[TUHS] Early Yacc revisited

Wed Nov 12 04:36:24 AEST 2014

Yes, Yacc was originally written in B.  There were two B compilers in use
at that time--one for the early versions of Unix, and another for the
GE/Honeywell mainframe that was the main Bell Labs computer at the time. 
I kind of fell heir to the Honeywell B compiler when Dennis started
working full time on Unix, and I wanted to add some things to it (notably,
I wanted to add ^ as an exclusive OR operator).  This was pretty painful
in the hand-crafted code in the original compiler, and got us thinking
about how to do better.  Al Aho was familiar with Knuth's recent work on
LR parsing, and this motivated the birth of Yacc.  Most of the early work
on Yacc was done on the Honeywell system, since Unix was still pretty
crude at the time.  And the early Yacc has horribly slow.  I remember one
grammar we ran on Unix with 40 rules that took 20 minutes, and brought
everybody else to a halt.  Most of the work on Unix Yacc was trying to
make it much faster and to make it fit in the very small memories
available.  I estimated at one point that Yacc had sped up by a factor of
10,000 in the first three years of its existence.  Some of this speed up
was nontrivial--we had to prove theorems to convince ourselves that the
faster techniques would give the correct answers.

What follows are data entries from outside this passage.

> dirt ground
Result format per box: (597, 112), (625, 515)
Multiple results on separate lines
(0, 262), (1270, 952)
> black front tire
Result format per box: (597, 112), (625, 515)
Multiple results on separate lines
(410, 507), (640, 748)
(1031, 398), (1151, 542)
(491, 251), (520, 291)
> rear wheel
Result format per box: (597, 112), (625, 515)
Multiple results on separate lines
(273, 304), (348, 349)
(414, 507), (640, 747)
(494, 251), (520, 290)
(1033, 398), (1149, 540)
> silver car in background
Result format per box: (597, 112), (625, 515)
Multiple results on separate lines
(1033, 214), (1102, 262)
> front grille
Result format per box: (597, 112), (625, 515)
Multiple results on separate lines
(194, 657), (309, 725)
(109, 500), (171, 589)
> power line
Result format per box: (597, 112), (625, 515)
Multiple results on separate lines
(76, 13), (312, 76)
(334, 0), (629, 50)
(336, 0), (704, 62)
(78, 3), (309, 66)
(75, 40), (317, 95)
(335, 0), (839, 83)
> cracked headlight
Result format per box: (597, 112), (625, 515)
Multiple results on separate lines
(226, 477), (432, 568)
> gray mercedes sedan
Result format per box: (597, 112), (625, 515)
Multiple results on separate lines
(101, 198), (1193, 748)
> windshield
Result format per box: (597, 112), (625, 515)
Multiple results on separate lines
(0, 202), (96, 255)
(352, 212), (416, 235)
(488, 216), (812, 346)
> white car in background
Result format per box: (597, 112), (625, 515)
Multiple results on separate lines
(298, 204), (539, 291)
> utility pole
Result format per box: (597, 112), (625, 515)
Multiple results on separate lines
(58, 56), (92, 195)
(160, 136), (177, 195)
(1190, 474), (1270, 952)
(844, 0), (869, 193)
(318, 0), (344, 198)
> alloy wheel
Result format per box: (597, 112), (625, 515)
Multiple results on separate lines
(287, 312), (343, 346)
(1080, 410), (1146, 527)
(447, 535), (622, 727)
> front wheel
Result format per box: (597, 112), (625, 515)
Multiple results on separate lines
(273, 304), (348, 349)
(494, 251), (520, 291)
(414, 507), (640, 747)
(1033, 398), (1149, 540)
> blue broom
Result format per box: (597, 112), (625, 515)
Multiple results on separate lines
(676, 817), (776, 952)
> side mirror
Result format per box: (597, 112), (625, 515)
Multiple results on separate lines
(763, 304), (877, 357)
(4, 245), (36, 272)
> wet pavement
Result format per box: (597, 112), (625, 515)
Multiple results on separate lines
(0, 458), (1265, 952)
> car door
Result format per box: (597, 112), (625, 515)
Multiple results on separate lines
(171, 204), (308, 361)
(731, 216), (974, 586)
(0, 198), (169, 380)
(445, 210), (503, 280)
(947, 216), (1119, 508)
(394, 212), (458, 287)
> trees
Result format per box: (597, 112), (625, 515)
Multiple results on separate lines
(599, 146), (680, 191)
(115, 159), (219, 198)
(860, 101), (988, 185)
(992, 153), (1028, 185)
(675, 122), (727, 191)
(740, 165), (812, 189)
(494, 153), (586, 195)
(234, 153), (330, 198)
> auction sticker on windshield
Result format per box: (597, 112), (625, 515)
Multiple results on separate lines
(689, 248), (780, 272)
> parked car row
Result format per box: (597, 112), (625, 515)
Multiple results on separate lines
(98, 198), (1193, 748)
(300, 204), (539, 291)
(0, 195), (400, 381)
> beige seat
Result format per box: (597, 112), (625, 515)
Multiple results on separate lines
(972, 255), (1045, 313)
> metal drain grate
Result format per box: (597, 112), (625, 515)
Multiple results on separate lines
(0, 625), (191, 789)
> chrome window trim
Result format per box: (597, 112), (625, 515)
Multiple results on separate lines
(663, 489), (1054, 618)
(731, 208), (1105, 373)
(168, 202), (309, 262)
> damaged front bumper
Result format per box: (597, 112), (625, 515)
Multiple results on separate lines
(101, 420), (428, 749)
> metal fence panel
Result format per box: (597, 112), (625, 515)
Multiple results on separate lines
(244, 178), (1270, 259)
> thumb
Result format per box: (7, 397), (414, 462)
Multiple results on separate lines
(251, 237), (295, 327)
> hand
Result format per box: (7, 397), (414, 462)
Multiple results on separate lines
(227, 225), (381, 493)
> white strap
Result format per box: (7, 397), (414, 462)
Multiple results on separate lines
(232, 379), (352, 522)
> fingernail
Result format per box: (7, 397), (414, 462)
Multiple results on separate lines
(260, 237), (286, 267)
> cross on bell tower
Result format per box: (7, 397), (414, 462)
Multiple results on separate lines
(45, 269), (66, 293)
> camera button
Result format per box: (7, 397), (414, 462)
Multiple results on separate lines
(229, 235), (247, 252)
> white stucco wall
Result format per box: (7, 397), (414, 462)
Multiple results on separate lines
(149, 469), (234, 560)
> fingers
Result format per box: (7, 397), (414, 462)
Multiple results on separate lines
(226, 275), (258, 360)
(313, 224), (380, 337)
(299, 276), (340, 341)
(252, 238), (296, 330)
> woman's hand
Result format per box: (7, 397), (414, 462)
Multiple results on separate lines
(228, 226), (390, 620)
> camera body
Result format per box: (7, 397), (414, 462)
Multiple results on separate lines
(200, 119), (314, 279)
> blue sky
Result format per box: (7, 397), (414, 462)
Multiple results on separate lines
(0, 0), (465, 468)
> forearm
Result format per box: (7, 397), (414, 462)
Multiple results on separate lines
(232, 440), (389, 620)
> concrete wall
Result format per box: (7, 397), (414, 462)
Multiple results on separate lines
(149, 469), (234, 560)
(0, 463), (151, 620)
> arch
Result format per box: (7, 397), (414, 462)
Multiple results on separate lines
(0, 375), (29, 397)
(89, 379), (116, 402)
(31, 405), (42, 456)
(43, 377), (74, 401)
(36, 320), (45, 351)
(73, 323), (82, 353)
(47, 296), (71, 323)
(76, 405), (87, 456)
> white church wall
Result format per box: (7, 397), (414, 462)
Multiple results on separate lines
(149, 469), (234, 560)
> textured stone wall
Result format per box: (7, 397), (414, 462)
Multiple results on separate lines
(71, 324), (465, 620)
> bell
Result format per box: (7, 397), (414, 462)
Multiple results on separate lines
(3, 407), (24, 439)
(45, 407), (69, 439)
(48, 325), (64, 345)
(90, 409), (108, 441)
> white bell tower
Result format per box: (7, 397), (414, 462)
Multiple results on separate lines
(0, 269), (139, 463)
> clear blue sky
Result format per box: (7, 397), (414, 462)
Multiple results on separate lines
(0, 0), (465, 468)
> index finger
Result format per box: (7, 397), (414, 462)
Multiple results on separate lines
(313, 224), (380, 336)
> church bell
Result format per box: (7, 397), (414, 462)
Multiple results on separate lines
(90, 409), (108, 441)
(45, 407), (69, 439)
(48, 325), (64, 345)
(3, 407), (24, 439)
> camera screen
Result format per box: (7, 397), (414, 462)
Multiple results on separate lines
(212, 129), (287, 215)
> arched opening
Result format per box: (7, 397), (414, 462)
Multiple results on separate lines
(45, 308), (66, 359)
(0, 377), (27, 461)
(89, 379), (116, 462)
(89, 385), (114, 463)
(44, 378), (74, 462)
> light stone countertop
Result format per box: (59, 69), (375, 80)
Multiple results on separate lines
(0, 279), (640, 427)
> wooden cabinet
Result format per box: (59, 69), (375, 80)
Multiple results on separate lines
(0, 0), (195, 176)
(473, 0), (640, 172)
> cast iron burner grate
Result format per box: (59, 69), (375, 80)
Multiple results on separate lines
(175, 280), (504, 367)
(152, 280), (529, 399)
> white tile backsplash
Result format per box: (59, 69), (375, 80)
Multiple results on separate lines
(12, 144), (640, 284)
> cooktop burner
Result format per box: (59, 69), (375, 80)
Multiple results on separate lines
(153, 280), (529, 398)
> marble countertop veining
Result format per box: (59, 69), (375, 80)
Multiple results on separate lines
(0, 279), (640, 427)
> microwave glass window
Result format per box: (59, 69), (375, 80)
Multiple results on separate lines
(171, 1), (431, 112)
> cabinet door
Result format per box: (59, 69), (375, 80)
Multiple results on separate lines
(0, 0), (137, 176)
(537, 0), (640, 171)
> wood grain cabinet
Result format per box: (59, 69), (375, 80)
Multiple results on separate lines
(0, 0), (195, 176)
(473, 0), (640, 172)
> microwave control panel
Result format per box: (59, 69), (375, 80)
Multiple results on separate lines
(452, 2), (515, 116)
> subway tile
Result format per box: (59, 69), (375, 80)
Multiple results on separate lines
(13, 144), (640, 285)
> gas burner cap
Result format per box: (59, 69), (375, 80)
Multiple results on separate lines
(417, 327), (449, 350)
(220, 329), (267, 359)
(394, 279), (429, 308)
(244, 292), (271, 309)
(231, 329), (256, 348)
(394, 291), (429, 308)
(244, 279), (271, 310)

Since Yacc turned grammars into finite state machines, the original code
that Yacc generated consisted largely of tests of an input token followed
by a goto to the next state.  Yes, B (and C) had a goto statement...  But
there had been a lot written about how harmful gotos were, and Dennis had
taken this talk seriously.  The compiler would let you use gotos, but at
most ten of them!  That didn't allow for very complicated grammars...   So
the code generator was rewritten to use switch statements...

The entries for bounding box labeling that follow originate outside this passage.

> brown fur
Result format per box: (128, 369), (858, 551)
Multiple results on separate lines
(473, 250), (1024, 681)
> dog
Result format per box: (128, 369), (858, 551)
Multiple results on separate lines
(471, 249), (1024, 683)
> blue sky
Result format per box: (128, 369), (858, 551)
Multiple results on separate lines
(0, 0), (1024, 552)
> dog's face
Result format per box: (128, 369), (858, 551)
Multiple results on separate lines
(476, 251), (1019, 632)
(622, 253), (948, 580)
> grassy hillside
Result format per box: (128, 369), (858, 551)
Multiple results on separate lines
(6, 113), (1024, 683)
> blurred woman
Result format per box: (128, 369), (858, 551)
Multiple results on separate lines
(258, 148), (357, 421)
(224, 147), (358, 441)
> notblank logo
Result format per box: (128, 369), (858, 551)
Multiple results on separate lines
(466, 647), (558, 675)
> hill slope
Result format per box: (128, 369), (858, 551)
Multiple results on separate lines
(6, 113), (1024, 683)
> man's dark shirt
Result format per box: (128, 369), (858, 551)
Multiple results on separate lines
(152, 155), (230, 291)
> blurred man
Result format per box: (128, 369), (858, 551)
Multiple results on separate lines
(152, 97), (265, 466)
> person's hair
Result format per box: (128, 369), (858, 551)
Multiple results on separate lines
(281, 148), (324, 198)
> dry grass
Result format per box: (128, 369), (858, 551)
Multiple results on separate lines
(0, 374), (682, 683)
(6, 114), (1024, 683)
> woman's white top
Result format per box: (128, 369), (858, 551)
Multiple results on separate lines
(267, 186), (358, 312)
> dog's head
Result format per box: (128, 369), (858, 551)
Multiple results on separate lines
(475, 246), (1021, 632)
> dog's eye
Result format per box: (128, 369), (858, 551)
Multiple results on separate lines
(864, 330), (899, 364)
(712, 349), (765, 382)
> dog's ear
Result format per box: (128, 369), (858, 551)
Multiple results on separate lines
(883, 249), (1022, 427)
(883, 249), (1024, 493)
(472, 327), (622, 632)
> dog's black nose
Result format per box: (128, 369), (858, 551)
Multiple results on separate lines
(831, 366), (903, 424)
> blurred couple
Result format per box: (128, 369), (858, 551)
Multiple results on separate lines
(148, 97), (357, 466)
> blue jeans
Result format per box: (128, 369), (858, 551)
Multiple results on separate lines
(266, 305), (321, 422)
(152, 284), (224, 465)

In many ways, the Honeywell B compiler was better than the Unix one.  B,
like its ancestor BCPL, was really designed for a word-addressed
architecture.  There was an assumption that to move to the next element of
a vector of integers, you just added 1 to the address.  The Honeywell was
a word addressed machine, but the PDP-11 was byte addressed, and B had to
do some very strange hacks to turn machine pointers into integers and back
to addresses...  This need to have pointers to objects of different sizes
was one of the major motivations for moving from B to C -- type checking
was not much of a factor at all, and in fact encountered quite a bit of
resistance at first...

The short file names supported in the early days actually discouraged the
use of suffixes.  The use of .h for header files came later, and the early
Yacc header files had no suffixes.  Similarly, Yacc didn't care whether
its input was .y or not.  The explosion of these extensions really came
later, with Make and longer file names.

> I've been thinking more about early yacc.
>
> It's not mentioned explicitly but I'm wondering if early Yacc's output
> (say in Unix version 3) was in B language since it was written in B
> language? It seems logical but I can't back up this assertion as
> there's no executable or source code that I can find. I assume there
> had to be some sort of B language compiler at some point but the
> hybrid v1/v2 unix I've looked at doesn't have it.
>
> And I'm still wondering what yacc was used for in the Unix v5 era.
> There's no *.y at all, e.g. no expr and no bc. I still have some hopes
> of modifying bc to run on Unix v5, or at least getting some simple
> yacc program to work under the v5 version.
>
> Mark
>